Anger as American Irish Historical Society to sell 5th Avenue HQ
Liam Neeson is among a group of Irish actors, artists and writers to call for the sale of the landmark building to be stopped.
The Oireachtas Foreign Affairs Committee has written to Foreign Affairs Minister Simon Coveney and to the board of the American Irish Historical Society to express its disappointment at its decision to sell its headquarters on 5th Avenue in New York.
The landmark building was put up for sale last month at a price of $52m, prompting calls for the sale to be stopped by Irish artists, actors and writers including Liam Neeson, Colm Tóibín and Colum McCann. The group wrote to the attorney general of New York Letitia James asking her to stop the sale.
The letter said the building, home to the society for 80 years, was a monument to Irish success. The society has received hundreds of thousands of euro from the Irish taxpayer over the years through the Emigrant Support Fund.

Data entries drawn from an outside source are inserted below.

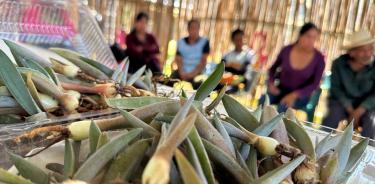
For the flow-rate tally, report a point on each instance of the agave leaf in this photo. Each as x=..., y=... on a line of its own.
x=103, y=139
x=134, y=102
x=244, y=150
x=53, y=75
x=181, y=114
x=83, y=65
x=33, y=91
x=134, y=77
x=183, y=93
x=127, y=162
x=9, y=178
x=227, y=162
x=328, y=172
x=217, y=100
x=28, y=170
x=202, y=155
x=240, y=113
x=343, y=148
x=265, y=129
x=242, y=163
x=137, y=123
x=279, y=174
x=210, y=84
x=97, y=65
x=94, y=134
x=69, y=160
x=303, y=140
x=189, y=176
x=193, y=158
x=16, y=85
x=329, y=142
x=252, y=162
x=356, y=153
x=218, y=125
x=95, y=162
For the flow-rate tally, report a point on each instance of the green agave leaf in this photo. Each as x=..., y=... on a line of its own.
x=202, y=155
x=329, y=142
x=188, y=174
x=181, y=114
x=328, y=172
x=193, y=158
x=9, y=178
x=265, y=129
x=252, y=162
x=218, y=125
x=134, y=102
x=239, y=113
x=243, y=164
x=16, y=85
x=210, y=84
x=343, y=149
x=219, y=156
x=97, y=65
x=127, y=162
x=217, y=100
x=279, y=174
x=134, y=77
x=53, y=75
x=103, y=139
x=94, y=134
x=28, y=170
x=137, y=123
x=183, y=93
x=69, y=160
x=83, y=65
x=303, y=140
x=356, y=153
x=95, y=162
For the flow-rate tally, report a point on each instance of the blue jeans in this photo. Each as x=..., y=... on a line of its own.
x=300, y=103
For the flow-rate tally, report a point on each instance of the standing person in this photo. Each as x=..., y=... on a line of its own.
x=192, y=53
x=142, y=47
x=297, y=71
x=352, y=92
x=237, y=60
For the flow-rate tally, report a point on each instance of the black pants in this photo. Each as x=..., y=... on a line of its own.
x=337, y=112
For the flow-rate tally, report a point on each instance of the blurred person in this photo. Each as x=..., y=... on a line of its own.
x=238, y=60
x=192, y=53
x=142, y=47
x=352, y=92
x=297, y=71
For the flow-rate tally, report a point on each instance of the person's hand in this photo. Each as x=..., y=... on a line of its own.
x=289, y=99
x=356, y=115
x=273, y=89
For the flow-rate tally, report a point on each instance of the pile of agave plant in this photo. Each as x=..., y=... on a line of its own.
x=34, y=87
x=164, y=140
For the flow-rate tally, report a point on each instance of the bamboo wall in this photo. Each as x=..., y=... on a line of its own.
x=279, y=20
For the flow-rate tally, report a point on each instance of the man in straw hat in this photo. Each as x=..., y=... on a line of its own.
x=352, y=93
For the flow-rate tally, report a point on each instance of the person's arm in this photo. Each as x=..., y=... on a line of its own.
x=276, y=64
x=318, y=73
x=337, y=90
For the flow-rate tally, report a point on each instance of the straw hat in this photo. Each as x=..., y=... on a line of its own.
x=357, y=39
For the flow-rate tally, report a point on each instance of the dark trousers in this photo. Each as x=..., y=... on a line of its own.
x=300, y=103
x=337, y=112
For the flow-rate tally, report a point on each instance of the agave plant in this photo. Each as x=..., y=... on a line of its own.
x=163, y=140
x=35, y=85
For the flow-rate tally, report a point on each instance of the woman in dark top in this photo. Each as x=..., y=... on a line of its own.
x=142, y=47
x=297, y=71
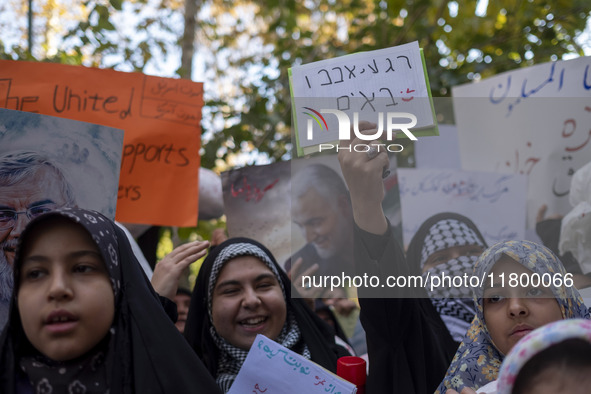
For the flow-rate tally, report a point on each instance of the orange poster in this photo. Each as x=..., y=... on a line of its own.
x=161, y=117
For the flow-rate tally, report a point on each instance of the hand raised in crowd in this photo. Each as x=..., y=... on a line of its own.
x=363, y=174
x=343, y=306
x=295, y=276
x=465, y=390
x=169, y=270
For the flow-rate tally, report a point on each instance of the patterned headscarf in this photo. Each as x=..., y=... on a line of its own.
x=535, y=342
x=477, y=360
x=445, y=234
x=439, y=232
x=304, y=332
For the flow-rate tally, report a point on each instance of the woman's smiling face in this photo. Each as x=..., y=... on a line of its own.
x=247, y=300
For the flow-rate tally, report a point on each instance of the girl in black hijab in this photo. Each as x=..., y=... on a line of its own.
x=84, y=318
x=241, y=291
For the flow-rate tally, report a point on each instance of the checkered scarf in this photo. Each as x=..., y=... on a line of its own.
x=445, y=234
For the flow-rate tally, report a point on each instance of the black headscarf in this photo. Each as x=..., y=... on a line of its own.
x=315, y=335
x=143, y=352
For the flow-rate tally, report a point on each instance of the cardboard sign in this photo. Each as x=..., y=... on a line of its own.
x=533, y=121
x=160, y=116
x=274, y=369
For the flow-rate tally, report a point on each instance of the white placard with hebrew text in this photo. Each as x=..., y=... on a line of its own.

It is understood the attorney general's charities' arm would have to approve the sale.
Mr Coveney has called the proposal "disappointing", but Foreign Affairs Committee chair Charlie Flanagan said the society's board should work with the Government to avoid the sale.
“The Committee has urged the board to work closely with the Irish embassy, the Irish consulate and the Irish community in New York and the entire US, to make every effort to ensure that this building, as one of the last great centres of Irish American history, artefacts and culture in New York remains available to people of New York, the US, Ireland and the world."
Estate agents Brown Harris Stevens say in the building's listing that it is "largely intact" and that purchasing a home on 5th Avenue is "like acquiring the Holy Grail because such a limited number remain".
It says that the Society has used the mansion "to house a massive library of 10,000 volumes (including the first printing of the Bible into the Irish language in 1685), a huge collection of vinyl records, and letters" from former President Franklin Delano Roosevelt, who was a member".